Plasma Neutrophil Elastase and C4d Assay
Plasma neutrophil elastase in a complex with -protease inhibitor was determined with an automated homogeneous enzyme immunoassay (Merck, Darmstadt, Germany). Plasma C4d fragment assay measured the C4d-containing activation fragments of C4 (C4b, iC4b, and C4d). C4d fragment was measured by an enzyme-linked immunosorbent assay (Quidel, San Diego, CA).

F-Actin Content Assay
A 50-µL sample was fixed with formaldehyde, and the cells were permeabilized using IntraPrep (Immunotech Coulter, Marseilles, France). Neutrophils were stained with BODIPY FL phallacidin (Molecular Probes, Eugene, OR).

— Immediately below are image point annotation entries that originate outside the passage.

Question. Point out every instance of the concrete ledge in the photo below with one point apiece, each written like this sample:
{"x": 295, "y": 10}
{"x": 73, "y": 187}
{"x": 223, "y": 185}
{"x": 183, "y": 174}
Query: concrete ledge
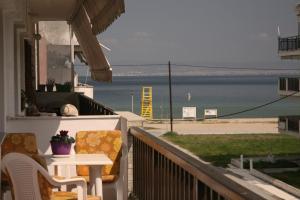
{"x": 286, "y": 187}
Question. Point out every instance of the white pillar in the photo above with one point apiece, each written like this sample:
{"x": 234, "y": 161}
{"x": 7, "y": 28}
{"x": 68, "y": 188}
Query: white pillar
{"x": 9, "y": 86}
{"x": 2, "y": 81}
{"x": 242, "y": 161}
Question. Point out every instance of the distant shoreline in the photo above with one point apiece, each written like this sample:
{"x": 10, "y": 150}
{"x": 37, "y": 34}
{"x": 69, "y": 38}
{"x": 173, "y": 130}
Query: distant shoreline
{"x": 216, "y": 126}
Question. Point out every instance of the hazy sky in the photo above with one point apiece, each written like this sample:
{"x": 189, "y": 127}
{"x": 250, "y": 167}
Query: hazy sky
{"x": 202, "y": 32}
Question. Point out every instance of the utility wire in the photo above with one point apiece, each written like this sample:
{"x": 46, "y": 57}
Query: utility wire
{"x": 253, "y": 108}
{"x": 239, "y": 68}
{"x": 199, "y": 66}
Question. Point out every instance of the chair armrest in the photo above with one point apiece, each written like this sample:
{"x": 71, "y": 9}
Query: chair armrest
{"x": 123, "y": 163}
{"x": 79, "y": 182}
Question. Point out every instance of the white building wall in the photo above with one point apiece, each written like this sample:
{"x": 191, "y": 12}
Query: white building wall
{"x": 2, "y": 82}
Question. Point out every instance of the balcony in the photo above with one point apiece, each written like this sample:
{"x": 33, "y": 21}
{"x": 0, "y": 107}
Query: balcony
{"x": 162, "y": 171}
{"x": 289, "y": 47}
{"x": 288, "y": 86}
{"x": 290, "y": 124}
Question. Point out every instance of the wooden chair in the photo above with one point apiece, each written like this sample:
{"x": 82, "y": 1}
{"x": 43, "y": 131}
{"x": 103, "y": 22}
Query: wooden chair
{"x": 110, "y": 143}
{"x": 24, "y": 143}
{"x": 25, "y": 175}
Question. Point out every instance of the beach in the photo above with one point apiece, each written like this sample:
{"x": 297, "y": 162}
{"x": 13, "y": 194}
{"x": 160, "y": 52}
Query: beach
{"x": 215, "y": 126}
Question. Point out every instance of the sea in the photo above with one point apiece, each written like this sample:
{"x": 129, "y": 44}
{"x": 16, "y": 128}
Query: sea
{"x": 227, "y": 94}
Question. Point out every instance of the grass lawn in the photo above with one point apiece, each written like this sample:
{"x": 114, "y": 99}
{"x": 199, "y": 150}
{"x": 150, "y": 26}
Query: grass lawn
{"x": 219, "y": 149}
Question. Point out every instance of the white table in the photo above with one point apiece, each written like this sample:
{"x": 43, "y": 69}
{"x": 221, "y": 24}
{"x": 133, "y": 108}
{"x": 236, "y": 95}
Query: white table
{"x": 94, "y": 161}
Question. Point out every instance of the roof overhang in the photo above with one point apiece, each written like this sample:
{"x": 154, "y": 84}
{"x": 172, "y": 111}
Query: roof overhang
{"x": 87, "y": 18}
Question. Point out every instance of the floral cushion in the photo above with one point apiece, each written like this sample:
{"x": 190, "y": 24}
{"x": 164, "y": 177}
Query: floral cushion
{"x": 70, "y": 196}
{"x": 25, "y": 143}
{"x": 109, "y": 142}
{"x": 20, "y": 143}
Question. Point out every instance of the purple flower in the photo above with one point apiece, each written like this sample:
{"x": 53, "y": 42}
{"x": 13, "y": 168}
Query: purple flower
{"x": 63, "y": 133}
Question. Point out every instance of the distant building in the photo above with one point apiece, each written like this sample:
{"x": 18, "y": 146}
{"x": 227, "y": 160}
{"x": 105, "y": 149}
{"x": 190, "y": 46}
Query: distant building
{"x": 289, "y": 48}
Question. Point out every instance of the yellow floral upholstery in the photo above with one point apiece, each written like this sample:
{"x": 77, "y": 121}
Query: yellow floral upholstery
{"x": 20, "y": 143}
{"x": 70, "y": 196}
{"x": 109, "y": 142}
{"x": 25, "y": 143}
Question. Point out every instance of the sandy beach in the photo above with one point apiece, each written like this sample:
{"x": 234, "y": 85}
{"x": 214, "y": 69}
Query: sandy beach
{"x": 215, "y": 126}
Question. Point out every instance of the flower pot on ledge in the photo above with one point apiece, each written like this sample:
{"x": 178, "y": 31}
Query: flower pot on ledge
{"x": 60, "y": 148}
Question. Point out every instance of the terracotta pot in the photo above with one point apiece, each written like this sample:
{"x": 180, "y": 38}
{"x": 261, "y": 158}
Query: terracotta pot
{"x": 60, "y": 148}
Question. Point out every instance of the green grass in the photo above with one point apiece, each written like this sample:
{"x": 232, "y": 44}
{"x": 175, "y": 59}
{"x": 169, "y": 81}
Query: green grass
{"x": 219, "y": 149}
{"x": 291, "y": 178}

Cells were washed with phosphate-buffered saline solution, and the F-actin content was measured using a flow cytometer [9]. The F-actin content was expressed as the percentage change from the donor value.

Adhesion Molecules Assay
Changes in the surface expression of L-selectin and CD11b of neutrophils were measured as markers of neutrophil activation using flow cytometry, as previously described [9]. One hundred microliters of whole blood samples was incubated for 30 minutes with 2 mg/mL fluorescein isothiocyanate (FITC)-conjugated antihuman CD62L antibody (isotype: IgG1, kappa; BD Biosciences Pharmingen, San Diego, CA) and 1 mg/mL R-phycoerythrin (RPE)-conjugated mouse monoclonal anti-human CD11b antibody (isotype: IgG1, kappa; DAKO, Copenhagen, Denmark) at 4°C. Identical samples were incubated with FITC-conjugated monoclonal mouse IgG1, kappa antibody (DAKO), and RPE-conjugated monoclonal mouse IgG1, kappa antibody (DAKO) as negative controls. The erythrocytes were lysed for 60 seconds with Immuno-lyse, and leukocytes were fixed with Immuno-fix (Coulter Clone, Hialeah, FL). Neutrophils were identified by the typical forward-scatter and side-scatter pattern, and the expression of L-selectin and CD11b was measured as a mean fluorescent intensity of 5,000 cells. The changes of L-selectin and CD11b were expressed as the percentage changes compared with the donor value.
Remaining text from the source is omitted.